Research
Original SEO reporting research
This research section publishes the evidence behind practical SEO reporting decisions. Each study includes its sample, coding rules, limitations, source URLs, and a downloadable dataset so an agency or independent researcher can inspect the result instead of trusting an unsupported summary.
The first benchmark reviews public SEO report-template pages for access friction and client-workflow fields. It asks a narrow, reproducible question: what does each publisher explicitly promise on the public page before a user signs up, starts a trial, or opens the resource?
Everything in research
Using research in client work
A useful first-party data asset is different from a conventional blog post. The article explains why a result matters, but the dataset carries the durable value: named rows, explicit columns, a date, and a method another person can challenge. For this benchmark, a feature receives a yes only when the publisher's public page says it is present. We do not infer that a private dashboard has an approval workflow, owner field, confidence note, or AI-search view simply because the broader product might support one. That conservative rule makes the table less flattering but more reproducible.
The sample is designed around one real client-reporting decision: whether a resource only displays performance or also helps a team explain work, assign a next action, and surface uncertainty. KPI coverage is common, so it is not enough to distinguish a useful report. The more revealing columns are work completed, owner or due date, approval workflow, source and reporting-period labels, and confidence or caveat notes. These fields turn a visual summary into a decision record that can survive a client call and the next reporting cycle.
Access friction is recorded separately from report quality. A direct download is easier to inspect than a trial, publisher account, or Google-account copy flow, but that does not prove the underlying resource is better. The access field only describes what a visitor must do before reaching the reusable artifact. Likewise, a no in the feature matrix means not publicly documented, not definitely absent inside the product. Read the evidence note and original source before using one row to make a purchasing or vendor-selection decision.

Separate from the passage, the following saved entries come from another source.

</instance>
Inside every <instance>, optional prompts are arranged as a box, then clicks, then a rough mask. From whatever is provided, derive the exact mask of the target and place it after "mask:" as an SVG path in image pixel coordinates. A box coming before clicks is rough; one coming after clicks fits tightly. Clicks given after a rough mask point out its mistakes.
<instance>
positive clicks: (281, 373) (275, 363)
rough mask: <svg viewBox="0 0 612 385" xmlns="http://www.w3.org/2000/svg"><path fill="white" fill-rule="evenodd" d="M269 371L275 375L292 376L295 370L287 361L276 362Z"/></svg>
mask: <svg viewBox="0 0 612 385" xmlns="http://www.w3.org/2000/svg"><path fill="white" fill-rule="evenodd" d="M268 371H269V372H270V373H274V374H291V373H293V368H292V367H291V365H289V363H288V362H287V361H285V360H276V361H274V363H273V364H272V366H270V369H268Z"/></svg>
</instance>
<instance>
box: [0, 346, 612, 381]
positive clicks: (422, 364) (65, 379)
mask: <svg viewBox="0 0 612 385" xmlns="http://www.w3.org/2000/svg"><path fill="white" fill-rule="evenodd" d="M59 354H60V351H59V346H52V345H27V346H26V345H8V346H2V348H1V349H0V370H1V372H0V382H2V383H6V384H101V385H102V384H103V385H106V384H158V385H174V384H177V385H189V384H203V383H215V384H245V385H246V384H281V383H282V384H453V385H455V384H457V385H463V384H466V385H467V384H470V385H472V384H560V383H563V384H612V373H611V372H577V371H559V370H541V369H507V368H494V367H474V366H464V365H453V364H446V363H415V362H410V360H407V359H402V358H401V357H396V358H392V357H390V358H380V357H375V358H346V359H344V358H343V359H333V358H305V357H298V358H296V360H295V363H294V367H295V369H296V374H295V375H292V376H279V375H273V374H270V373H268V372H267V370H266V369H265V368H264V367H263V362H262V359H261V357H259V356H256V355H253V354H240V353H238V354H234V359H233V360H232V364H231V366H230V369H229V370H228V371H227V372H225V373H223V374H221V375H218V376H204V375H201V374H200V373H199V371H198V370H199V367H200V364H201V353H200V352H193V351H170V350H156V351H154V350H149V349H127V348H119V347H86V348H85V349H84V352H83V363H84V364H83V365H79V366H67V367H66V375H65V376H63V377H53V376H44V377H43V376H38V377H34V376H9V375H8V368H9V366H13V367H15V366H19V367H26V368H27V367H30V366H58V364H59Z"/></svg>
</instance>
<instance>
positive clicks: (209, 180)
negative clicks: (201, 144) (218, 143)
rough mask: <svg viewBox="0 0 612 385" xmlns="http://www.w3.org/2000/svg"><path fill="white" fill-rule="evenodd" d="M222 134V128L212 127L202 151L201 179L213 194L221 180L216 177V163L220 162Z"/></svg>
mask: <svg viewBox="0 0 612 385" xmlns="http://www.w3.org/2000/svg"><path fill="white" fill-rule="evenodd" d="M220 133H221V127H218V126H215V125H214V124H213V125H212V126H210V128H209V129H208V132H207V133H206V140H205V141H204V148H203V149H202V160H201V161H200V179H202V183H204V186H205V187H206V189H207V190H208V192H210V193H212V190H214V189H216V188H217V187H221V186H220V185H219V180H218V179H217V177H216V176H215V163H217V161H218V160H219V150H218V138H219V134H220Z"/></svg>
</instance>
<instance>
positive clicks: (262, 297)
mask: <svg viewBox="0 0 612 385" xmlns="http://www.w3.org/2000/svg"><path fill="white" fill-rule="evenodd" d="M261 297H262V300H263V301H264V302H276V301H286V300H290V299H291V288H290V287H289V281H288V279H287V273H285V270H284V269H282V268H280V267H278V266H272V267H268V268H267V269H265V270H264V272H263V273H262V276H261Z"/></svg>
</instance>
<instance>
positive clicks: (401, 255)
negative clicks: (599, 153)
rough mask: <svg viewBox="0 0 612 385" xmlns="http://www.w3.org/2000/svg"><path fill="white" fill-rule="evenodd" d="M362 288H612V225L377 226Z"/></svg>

You can reuse the CSV for analysis, charts, or a reporting-methods discussion. Keep the publication date and sample size attached to any aggregate, link to the original publisher when discussing one resource, and link back to this benchmark when citing the compiled findings. If a source page changes, preserve this dated edition as a historical snapshot and code the changed page into a new edition rather than silently overwriting the old observation.
FAQ
Research FAQ
What counts as original research here?
A study must define a sample, publish a repeatable coding rule, link every source, disclose limitations, and provide the underlying rows in a downloadable format. A list of opinions without inspectable evidence does not qualify.
Does a no mean the product lacks that feature?
No. It means the reviewed public page did not explicitly describe the feature under the benchmark's conservative coding rule. A feature may exist after login or elsewhere in the product, which is why every row includes its source and evidence note.
Why measure access friction separately?
Access affects whether a researcher or consultant can inspect and reuse the artifact, but it is not a quality score. Separating access from structure prevents a free download from automatically outranking a stronger paid workflow.
Can I publish charts made from the CSV?
Yes. Preserve the study date and sample size, describe the public-page scope accurately, and link to this research page for the method and complete dataset. Link to the original publisher when discussing a specific row.
How are corrections handled?
Clear factual errors can be corrected with a dated note. Normal product or landing-page changes belong in a new benchmark edition so the original observation remains auditable instead of being silently rewritten.